# Public liability insurance for residents association



## tosullivan (9 Sep 2007)

We are trying to start up a Residents Association in our area for nearly 200 houses and would like to know is public liability insurance required?

Been reading on a website called ACRA that is is very important to have.

Does anyone know if its necessary and if so, where to shop for it?


----------



## woods (9 Sep 2007)

Are you going to own or be responsible for any of the public areas or are you just going to be a representative body.


----------



## tosullivan (9 Sep 2007)

we will be organising for someone to cut & maintain the green areas and do some general tree pruning, etc.
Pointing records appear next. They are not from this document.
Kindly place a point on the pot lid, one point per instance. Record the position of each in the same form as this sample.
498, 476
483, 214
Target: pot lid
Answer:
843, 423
Does this mean if this person is cutting the grass and a stone flies accidentally and hits someone in the eye, who is responsible?  That would be the concern of the RA.
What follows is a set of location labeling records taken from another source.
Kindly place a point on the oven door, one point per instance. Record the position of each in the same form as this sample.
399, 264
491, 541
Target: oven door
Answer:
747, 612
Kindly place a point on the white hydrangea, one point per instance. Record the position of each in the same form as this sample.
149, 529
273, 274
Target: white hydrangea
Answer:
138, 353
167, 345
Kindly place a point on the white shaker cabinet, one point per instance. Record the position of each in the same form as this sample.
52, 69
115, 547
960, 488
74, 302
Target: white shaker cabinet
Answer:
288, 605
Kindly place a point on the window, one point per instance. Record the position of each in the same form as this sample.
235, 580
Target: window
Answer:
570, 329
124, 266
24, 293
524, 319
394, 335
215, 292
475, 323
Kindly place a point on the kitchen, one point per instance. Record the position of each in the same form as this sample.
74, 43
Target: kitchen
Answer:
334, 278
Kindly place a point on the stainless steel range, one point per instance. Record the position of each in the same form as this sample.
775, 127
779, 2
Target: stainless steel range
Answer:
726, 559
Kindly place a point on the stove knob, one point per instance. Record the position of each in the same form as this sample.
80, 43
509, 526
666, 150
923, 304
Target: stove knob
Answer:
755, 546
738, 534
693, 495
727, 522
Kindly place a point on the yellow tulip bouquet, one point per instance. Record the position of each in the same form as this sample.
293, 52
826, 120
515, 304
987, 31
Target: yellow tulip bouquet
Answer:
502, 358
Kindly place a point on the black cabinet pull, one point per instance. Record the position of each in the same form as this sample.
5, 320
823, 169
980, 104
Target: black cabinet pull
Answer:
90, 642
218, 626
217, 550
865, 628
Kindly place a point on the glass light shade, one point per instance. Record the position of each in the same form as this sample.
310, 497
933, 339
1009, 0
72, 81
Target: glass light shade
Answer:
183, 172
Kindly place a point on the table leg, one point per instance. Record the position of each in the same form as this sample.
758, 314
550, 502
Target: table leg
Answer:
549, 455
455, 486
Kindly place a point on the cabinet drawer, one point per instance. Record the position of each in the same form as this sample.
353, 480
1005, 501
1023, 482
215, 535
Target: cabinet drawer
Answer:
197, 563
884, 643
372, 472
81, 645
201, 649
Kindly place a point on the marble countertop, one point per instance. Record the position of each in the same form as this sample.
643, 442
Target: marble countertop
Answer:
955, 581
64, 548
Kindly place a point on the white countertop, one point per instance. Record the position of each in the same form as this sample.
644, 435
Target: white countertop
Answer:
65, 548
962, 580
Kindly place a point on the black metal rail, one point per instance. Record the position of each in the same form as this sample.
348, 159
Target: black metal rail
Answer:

The estate is yet to be taken over by the council, so is still effectively owned by the developer.


----------



## woods (9 Sep 2007)

If the developer still owns the land then he would be very foolish not to have public liability on it.
Do you pay a management fee. Is there a management company.


----------



## tosullivan (9 Sep 2007)

no mgt company and never has been

it was always a loose situation with residents collecting money every now & again to get someone to cut the grass but nothing happened this year

a few of us now have decided to try and get something up & running on it

The only issue I would have with the developers insurance, is if something happened due to a decision the RA made (ie grass cutting) and there was an accident, the builder could say it was not his responsibility


----------



## woods (9 Sep 2007)

I think that if anyone has an accident they will sue both the developer and your organisation (if you employed them).
Perhaps you could only employ people who have their own cover.


----------



## Rico (9 Sep 2007)

Residents associations generally arrange PL cover for common areas when the estate is taken over by the residents. If you are not directly doing any grass cutting, maintenance etc the contractor eg landscaper should have cover for the work they are doing. Some RAs have barbeques and other social events for which cover should be arranged. If the common areas are still owned and responsibility of the developer it is likely they will have cover, you can ask them for verification and seek an Indemnity to the RA, this is a common feature of most PL policies.


----------



## csirl (10 Sep 2007)

I would advise any residents association that is anything other than a purely representative organisation i.e.  doing minor maintenance, grass cutting, social events etc. to have Public Liability including member to member insurance. You cannot hold someone else responsible for your actions, so someone elses insurance will not cover you in every situation. Your organisation is only covered by insurance if it has its own insurance or is specifically named on an insurance policy. It is also possible that if the common areas are owned by a development company (or even local authority), they may ask to be indemnified by you. The cost of PL insurance for small organisations is quite cheap, so better to have it just in case as the alternative is for the trustees of the Association to be liable for any claims.


----------



## tosullivan (11 Sep 2007)

Quoted €185 for PL Insurance for 1 year, so its not as expensive as originally thought.
It also allows us to have BBQ's, XMAS parties etc, which was always wanted by the residents but never able to go ahead due to lack of insurance


----------



## woods (11 Sep 2007)

That is a terrific quote. Well Done.
Can we all come to the Christmas Party.


----------



## tosullivan (13 Sep 2007)

woods said:


> That is a terrific quote. Well Done.
> Can we all come to the Christmas Party.


as long as you can be the Santa


----------